Posted on 05-28-2014 09:10 AM
I have a number of new MacBook Airs arriving in a week. I'm looking for an easy way to set the EFI Firmware Password. I thought I would setup a pre-image and define it in there to automate the process. Then I ran across this article:
http://www.cnet.com/news/efi-firmware-protection-locks-down-newer-macs/
Can anyone confirm what this article says about setting the EFI Firmware password in newer model macs? Does this mean that setting up an EFI Firmware Password with a pre-image on newer Apple products is a nonstarter?
Posted on 05-28-2014 09:22 AM
Resetting the Firmware Password via some hardware change hasn't been an option on Macs for several years now, so nothing in that article is all that relevant. You have to go back to around 2010 models to be able to bypass it in that manner.

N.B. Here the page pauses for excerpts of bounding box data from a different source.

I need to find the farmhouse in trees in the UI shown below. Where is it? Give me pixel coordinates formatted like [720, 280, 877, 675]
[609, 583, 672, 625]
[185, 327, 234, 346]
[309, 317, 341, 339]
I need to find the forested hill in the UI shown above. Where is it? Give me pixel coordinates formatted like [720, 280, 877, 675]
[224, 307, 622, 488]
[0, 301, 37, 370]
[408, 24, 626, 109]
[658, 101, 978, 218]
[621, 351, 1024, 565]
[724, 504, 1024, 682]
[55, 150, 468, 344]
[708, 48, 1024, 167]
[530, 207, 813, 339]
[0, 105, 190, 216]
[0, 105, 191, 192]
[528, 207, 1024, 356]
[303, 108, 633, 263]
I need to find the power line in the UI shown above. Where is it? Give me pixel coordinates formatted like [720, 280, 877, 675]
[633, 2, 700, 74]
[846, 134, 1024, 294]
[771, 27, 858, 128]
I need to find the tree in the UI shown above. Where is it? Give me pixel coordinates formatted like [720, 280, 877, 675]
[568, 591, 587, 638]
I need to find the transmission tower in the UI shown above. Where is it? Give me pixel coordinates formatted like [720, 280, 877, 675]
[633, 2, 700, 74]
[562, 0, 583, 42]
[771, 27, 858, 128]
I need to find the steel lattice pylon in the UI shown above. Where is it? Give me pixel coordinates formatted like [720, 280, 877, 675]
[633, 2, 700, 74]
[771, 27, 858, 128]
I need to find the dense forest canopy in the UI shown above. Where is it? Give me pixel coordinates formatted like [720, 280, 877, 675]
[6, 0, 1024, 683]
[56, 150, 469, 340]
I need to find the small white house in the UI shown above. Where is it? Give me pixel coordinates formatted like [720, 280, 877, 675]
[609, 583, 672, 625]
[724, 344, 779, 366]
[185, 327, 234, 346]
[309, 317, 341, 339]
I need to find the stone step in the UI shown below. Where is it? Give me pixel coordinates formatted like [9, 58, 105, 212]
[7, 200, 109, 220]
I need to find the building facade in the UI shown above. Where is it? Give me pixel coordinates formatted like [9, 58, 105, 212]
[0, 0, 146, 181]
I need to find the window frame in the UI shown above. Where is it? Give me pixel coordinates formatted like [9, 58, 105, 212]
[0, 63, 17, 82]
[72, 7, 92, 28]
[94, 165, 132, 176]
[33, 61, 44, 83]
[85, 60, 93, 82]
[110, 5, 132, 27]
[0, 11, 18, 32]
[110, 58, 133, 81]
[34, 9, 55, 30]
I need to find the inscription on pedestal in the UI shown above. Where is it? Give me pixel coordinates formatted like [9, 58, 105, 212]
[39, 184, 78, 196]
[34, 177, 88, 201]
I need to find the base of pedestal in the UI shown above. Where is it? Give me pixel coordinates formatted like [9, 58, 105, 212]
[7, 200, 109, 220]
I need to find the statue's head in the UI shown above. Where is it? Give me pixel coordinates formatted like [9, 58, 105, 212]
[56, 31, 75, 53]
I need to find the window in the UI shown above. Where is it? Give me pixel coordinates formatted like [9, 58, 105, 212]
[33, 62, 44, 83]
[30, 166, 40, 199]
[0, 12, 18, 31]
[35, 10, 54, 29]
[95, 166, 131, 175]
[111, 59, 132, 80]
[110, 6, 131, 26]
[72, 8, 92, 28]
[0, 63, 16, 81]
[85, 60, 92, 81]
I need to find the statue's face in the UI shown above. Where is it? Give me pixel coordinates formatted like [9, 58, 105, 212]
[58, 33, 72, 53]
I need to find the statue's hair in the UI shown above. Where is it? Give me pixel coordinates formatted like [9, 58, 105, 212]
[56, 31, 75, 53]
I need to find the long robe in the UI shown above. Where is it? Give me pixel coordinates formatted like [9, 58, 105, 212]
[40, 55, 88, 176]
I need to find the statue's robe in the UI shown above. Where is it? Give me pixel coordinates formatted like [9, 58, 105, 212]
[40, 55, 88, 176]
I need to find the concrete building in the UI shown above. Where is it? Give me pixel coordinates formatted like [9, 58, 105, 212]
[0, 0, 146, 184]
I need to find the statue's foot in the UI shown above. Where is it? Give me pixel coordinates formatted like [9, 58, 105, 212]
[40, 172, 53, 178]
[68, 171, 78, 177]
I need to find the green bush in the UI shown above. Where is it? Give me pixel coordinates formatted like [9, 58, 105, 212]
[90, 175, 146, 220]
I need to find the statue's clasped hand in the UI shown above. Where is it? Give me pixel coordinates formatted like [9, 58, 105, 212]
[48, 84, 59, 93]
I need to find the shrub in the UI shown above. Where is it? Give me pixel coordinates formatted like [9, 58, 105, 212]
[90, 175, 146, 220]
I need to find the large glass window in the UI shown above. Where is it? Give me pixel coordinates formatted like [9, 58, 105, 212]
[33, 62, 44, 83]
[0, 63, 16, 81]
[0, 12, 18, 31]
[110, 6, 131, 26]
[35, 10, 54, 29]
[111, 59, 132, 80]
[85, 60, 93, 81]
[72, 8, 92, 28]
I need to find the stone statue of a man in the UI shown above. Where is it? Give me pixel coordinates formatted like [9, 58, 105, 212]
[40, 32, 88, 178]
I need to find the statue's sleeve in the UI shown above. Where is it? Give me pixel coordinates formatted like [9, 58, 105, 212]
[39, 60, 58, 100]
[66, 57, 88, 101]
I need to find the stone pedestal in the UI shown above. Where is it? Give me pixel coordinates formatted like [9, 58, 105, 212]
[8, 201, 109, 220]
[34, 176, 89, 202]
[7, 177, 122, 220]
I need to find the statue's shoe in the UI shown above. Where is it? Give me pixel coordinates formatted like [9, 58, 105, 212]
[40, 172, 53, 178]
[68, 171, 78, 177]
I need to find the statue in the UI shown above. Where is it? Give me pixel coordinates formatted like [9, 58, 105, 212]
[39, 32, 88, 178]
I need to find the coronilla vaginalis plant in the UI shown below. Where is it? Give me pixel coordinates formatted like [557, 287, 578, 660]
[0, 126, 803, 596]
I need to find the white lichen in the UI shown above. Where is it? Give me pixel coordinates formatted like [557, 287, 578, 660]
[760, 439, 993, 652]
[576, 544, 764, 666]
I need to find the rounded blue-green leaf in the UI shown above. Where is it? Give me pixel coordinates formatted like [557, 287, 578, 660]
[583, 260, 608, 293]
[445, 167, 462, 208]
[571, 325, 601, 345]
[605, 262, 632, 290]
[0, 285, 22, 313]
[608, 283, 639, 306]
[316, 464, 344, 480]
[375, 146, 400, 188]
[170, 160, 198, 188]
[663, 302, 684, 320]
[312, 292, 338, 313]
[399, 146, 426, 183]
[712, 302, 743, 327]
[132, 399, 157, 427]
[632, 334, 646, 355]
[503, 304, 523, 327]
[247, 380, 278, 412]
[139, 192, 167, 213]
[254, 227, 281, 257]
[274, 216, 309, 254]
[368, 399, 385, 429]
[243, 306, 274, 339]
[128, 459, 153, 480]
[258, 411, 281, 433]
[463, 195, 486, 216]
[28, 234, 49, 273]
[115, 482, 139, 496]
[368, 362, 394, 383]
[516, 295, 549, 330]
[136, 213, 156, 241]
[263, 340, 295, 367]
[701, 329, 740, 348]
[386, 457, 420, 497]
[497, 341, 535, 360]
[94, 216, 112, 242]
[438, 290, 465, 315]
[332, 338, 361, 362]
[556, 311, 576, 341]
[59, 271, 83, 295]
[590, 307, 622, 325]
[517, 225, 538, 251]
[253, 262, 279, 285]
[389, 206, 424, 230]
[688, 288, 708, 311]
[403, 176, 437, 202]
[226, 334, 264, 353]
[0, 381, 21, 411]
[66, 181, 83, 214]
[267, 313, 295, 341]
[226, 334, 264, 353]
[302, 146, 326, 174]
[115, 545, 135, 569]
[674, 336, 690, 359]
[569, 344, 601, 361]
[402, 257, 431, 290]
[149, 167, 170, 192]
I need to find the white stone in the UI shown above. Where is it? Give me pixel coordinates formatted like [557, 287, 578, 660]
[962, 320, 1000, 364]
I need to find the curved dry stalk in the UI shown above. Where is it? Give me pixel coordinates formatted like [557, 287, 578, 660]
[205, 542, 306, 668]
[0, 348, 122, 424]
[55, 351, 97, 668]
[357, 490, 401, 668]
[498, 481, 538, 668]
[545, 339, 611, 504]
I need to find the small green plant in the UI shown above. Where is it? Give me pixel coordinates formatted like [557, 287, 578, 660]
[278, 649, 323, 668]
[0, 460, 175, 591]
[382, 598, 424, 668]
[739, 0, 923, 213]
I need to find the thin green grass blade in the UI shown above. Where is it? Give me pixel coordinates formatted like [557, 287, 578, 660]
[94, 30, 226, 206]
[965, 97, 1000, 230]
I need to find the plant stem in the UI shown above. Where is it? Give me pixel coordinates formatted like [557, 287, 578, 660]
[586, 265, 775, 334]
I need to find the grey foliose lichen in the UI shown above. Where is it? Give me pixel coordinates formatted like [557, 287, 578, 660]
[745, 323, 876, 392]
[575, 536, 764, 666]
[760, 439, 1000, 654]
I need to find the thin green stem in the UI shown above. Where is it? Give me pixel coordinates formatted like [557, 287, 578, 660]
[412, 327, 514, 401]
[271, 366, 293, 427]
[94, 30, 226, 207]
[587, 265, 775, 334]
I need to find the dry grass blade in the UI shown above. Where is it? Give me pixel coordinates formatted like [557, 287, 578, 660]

In regards to pre-configuring the FW password in your image, I'm not certain if that's ever really been an option. If it once worked, I'd say it was more a fluke or bug than a feature. You'll want to set the Firmware Password in a script that runs as part of the "firstrun" by calling the setregproptool binary that's embedded in the Firmware Password Utility.app's Resources folder. Package and deploy that into a location on the Macs at imaging time, such as in /Library/Application Support/JAMF/
You can grab the setregproptool from the Mac's own Recovery HD partition if that helps.
Then call it in a script with something like
/path/to/setregproptool -p "some_password" -m command
There are other more detailed posts on how to do this, so the above is just a quick overview.